As you get older, more things in your body are broken. It’s a balancing act as to what is most critical. You also start running into unknown territory for GI docs, as many treatments do not have much data, if any, for seniors. GI docs do seem to believe you more when you need help.

Kanchan is currently 74. She has had a J-Pouch since 1989.

“For the last 4-5 months I am making probiotic yogurts at home and the last month I started making Kefir. I’m hoping for good results.”

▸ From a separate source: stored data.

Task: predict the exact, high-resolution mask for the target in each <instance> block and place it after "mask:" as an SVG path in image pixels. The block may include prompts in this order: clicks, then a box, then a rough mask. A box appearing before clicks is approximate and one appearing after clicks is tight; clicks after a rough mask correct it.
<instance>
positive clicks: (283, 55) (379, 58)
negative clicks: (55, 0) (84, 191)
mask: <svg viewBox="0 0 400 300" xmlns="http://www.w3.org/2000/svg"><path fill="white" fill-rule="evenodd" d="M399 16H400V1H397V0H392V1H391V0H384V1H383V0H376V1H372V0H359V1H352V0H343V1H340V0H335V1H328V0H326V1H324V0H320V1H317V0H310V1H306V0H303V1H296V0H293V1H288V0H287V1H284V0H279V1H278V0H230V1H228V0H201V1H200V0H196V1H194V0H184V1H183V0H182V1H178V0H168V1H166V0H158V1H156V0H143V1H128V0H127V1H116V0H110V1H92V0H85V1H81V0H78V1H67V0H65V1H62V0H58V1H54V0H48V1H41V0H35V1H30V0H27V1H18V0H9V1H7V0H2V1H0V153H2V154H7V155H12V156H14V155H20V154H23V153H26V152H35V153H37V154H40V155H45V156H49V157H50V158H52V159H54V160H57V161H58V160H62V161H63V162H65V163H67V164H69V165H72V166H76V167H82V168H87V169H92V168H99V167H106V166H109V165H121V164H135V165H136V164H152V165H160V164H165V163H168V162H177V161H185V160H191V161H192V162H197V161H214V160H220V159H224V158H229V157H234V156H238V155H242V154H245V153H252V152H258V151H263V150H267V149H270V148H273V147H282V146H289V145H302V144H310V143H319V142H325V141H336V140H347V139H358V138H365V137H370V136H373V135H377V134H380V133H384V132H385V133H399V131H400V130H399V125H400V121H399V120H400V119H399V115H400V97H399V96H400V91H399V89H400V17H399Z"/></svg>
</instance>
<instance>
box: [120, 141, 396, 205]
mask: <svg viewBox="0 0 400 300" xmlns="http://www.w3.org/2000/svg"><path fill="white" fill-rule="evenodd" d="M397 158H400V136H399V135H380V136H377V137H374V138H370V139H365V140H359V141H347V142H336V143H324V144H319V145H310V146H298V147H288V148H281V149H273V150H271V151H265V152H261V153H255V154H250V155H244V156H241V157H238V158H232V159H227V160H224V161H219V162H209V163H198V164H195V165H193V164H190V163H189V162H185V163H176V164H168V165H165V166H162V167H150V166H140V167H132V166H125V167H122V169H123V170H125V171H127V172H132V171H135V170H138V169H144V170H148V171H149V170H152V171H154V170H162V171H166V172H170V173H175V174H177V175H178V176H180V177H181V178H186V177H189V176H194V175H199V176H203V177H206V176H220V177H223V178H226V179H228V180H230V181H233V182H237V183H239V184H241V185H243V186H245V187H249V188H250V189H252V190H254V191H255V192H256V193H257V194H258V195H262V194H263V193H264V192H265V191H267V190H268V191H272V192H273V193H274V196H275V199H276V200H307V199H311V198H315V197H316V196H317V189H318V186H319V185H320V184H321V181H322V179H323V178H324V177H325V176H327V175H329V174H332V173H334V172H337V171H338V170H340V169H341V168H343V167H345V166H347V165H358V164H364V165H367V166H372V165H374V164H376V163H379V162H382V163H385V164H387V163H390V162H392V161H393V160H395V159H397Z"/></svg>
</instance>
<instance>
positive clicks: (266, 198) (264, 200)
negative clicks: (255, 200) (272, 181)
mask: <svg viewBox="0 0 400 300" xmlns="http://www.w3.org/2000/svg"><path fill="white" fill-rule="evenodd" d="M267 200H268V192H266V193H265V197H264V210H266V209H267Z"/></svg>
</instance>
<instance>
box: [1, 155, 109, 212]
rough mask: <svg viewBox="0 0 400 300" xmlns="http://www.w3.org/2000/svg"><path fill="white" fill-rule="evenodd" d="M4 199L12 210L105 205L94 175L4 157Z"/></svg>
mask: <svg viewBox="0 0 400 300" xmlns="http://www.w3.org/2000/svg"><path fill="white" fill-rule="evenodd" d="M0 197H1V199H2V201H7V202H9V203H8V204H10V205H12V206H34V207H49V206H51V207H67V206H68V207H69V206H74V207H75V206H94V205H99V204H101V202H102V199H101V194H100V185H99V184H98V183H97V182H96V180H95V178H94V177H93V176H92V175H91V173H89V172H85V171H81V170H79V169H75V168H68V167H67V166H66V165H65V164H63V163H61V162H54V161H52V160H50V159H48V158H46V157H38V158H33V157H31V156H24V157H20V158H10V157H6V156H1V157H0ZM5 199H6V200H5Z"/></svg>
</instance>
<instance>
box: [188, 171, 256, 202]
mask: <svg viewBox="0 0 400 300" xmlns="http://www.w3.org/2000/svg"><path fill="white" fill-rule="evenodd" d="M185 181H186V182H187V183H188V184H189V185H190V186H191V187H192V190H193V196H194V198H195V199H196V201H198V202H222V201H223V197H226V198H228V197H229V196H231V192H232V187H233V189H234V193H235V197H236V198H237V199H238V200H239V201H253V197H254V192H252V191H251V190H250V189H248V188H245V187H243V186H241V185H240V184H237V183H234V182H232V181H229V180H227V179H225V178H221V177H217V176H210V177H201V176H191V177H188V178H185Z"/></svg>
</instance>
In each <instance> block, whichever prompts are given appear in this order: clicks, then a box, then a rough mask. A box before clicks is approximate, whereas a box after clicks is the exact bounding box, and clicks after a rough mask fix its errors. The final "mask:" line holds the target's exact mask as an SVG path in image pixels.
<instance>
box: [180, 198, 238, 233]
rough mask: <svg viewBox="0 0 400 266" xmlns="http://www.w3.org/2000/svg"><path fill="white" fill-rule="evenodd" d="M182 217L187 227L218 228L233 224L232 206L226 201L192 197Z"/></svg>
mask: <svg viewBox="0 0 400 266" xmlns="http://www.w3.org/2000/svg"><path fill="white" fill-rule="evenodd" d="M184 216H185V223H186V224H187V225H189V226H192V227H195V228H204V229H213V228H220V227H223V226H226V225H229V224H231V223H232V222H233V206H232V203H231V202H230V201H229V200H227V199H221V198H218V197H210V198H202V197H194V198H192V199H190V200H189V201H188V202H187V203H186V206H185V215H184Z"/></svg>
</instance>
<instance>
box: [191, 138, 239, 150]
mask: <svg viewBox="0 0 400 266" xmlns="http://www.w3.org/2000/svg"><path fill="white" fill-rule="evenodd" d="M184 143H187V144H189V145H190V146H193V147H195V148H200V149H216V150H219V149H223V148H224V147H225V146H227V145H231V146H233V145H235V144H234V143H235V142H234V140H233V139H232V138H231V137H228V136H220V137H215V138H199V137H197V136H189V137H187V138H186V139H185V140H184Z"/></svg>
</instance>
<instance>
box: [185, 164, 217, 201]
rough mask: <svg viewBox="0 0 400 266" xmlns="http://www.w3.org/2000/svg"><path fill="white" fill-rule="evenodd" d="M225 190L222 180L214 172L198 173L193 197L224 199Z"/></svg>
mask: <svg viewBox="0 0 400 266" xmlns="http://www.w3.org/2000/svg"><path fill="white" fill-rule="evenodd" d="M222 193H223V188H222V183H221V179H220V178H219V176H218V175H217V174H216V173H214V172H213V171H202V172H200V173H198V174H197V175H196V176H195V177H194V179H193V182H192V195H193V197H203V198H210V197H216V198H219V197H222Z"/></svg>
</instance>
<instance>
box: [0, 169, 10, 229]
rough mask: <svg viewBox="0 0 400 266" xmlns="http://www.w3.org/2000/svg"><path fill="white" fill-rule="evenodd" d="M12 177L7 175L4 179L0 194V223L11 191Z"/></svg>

Sherri– “I was diagnosed with IBD in 2015 when I was 56. I’m tired of the whole thing. What’s going to happen when I can’t look after myself?”

Closing Thoughts

It’s important for us to work closely with our healthcare teams, not only gastroenterologists, but all specialists, to manage IBD effectively as we age. It is beneficial to check in with a registered IBD dietitian, as aging may affect the body’s ability to absorb nutrients. I often wonder if when my kids are in high school or college (my youngest is 2.5!), if I’ll play a little Russian Roulette and try going off my biologic. I’ve been in surgery-induced remission since August 2015 and if this continues (God willing), I think I will try. Right now, as an IBD mom of 3 kids (ages 6, 5, and 2.5), I don’t feel confident enough that I won’t flare and need to pull out all the stops I can, so I can be present and well for my young family.

There’s a delicate balance with each decision we make along the way and the best we can do is advocate for ourselves, be proactive and take measures now to be healthy, do our research, and stay as educated as we can about what’s coming down the pipeline for the IBD community as we age. By controlling inflammation in our younger years, we can help improve our future quality of life and prevent age-related symptoms.